I don’t think anyone was suggesting otherwise. The impression I got was that some people wanted to be more Web 2.0-ish rather than to replace the judges.

The solution to the issue of users not rating games is fairly simple: scale each user’s rating by a function of the number of games they’ve played, and normalise them. The function should probably be of games on the site as a whole rather than games in a given year. I suggest something along the lines of

f(x) = x > 20 ? 1 : x < 4 ? 0 : Math.pow(0.9, 20 - x)

For normalisation, don’t display any scores (show a placeholder “Insufficient ratings”) until you have N people with more than 20 ratings. Then take the mean of their mean ratings as the mean of the normalised rating, and the mean of the variance of their ratings as the variance of the normalised rating. Possibly re-evaluate these once a month.

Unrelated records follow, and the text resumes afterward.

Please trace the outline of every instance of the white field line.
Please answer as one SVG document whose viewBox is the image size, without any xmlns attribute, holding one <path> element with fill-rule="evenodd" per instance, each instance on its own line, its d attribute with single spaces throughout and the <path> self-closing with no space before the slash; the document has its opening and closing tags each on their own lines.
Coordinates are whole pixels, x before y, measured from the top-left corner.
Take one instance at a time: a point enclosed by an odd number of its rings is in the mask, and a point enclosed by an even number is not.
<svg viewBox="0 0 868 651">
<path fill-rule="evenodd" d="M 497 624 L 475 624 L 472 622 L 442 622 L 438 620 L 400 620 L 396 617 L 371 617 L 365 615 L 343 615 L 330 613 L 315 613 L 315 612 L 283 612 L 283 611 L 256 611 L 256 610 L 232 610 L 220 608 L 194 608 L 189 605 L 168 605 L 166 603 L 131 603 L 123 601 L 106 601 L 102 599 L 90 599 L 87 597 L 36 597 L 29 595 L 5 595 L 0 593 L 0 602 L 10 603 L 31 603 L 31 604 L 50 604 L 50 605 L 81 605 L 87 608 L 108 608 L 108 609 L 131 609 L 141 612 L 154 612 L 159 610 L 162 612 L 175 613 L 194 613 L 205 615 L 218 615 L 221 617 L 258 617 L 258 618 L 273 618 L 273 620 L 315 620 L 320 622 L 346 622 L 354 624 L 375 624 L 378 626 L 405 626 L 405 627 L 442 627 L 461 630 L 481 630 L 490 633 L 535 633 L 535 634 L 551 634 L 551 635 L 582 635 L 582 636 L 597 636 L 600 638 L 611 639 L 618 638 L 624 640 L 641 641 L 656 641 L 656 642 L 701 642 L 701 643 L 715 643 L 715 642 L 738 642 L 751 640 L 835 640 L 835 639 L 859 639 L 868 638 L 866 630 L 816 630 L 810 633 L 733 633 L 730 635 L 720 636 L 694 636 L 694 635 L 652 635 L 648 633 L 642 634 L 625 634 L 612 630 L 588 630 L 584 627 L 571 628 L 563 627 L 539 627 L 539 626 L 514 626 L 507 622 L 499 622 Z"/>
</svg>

Do a Youtube to the extent that if someone has rated a game then you show them their rating rather than the overall one. That way they won’t notice that their first rating had weight 0. If a game has fewer than 10 ratings show the placeholder.

Note: I’m not a statistician - I have an A/S in statistics and nothing more. Someone who really knows what they’re talking about can probably suggest improvements to this scheme. In particular, it needs a workaround to the fact that each person’s distribution will probably be non-normal - if ratings are 1 to 5, then I expect 2 to be less used than 1 or 3.

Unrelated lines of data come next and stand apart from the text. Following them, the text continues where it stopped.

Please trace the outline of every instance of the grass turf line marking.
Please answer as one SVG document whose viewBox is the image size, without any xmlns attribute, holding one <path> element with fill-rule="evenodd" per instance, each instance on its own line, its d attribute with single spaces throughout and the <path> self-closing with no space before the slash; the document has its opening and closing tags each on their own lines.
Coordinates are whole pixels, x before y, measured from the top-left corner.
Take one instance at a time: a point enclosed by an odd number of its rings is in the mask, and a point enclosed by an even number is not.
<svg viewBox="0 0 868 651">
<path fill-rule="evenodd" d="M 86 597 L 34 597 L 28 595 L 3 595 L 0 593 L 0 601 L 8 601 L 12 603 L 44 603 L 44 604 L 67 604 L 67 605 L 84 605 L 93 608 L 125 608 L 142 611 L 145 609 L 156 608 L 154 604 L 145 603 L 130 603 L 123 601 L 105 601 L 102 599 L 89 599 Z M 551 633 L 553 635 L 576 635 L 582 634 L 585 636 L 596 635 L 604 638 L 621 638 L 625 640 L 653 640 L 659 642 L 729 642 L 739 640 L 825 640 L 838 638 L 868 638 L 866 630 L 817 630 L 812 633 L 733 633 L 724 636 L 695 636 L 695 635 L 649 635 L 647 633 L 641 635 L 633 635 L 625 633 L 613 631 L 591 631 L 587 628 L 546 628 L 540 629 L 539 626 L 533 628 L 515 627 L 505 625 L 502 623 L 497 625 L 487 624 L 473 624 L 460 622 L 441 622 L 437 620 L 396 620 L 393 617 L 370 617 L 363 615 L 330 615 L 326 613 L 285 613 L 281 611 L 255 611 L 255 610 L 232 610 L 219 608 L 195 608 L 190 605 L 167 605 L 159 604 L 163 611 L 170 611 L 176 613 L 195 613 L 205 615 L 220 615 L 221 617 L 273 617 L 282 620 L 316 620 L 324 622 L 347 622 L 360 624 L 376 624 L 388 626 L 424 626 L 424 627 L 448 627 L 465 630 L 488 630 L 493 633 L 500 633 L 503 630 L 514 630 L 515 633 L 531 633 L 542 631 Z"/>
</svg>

The judges list was actually the thing that pushed me over the edge in deciding to enter this competition, so I’d like to see that stay the same.

However, I wouldn’t mind seeing a user judging system if it was kept separate. Perhaps ratings could be weighted by the number of games the rater rated? You could just do a weighted average with %reviewed as the weight. For example, if there were 10 games, and your game got a 5/5 from somebody who rated all of them, a 4/5 from somebody who rated half of them, and a 1/5 from somebody who just rated yours, you’d get a user rating score of (51+40.5+1*0.1)/(1+0.5+0.1)=4.4375.

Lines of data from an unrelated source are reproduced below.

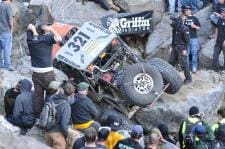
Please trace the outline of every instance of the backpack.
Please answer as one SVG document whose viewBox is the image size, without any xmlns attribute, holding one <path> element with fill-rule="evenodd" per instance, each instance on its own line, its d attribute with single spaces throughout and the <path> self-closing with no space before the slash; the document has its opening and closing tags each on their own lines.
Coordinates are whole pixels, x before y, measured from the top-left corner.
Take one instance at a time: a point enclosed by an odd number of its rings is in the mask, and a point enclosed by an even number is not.
<svg viewBox="0 0 225 149">
<path fill-rule="evenodd" d="M 52 100 L 46 102 L 40 115 L 39 126 L 44 129 L 51 129 L 57 124 L 56 113 L 57 107 L 65 103 L 64 101 L 55 104 Z"/>
<path fill-rule="evenodd" d="M 195 123 L 191 123 L 189 120 L 186 121 L 186 131 L 183 136 L 184 138 L 184 144 L 187 148 L 193 148 L 195 145 L 195 135 L 192 132 L 192 129 L 195 125 L 198 125 L 201 121 L 197 121 Z"/>
<path fill-rule="evenodd" d="M 216 140 L 225 144 L 225 124 L 218 123 L 219 127 L 215 131 Z"/>
</svg>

Since the raters would all know this is how it works, it’d also be motivation to rate more games, as it makes your vote count more.

That might motivate people to just dole out totally random reviews.

I don’t think it’d motivate people to dole out random ones. Your motivation in sending out extra reviews would be that you want your voice on one game to be heard more, so applying random reviews is counter to your goal: it muddies the whole scoring system, so your review matters less.

If somebody came in and gave one game a rational, fair-minded view, and wanted to increase what they have to say, the natural course of action would be to go do that to other games.

But if they hated your game, they’d probably just go say they love the rest of the games to broaden that impact. Or vice-versa. So that’s definitely a weakness in the system.

I don’t see why the details of the system have to be published so that people can game them.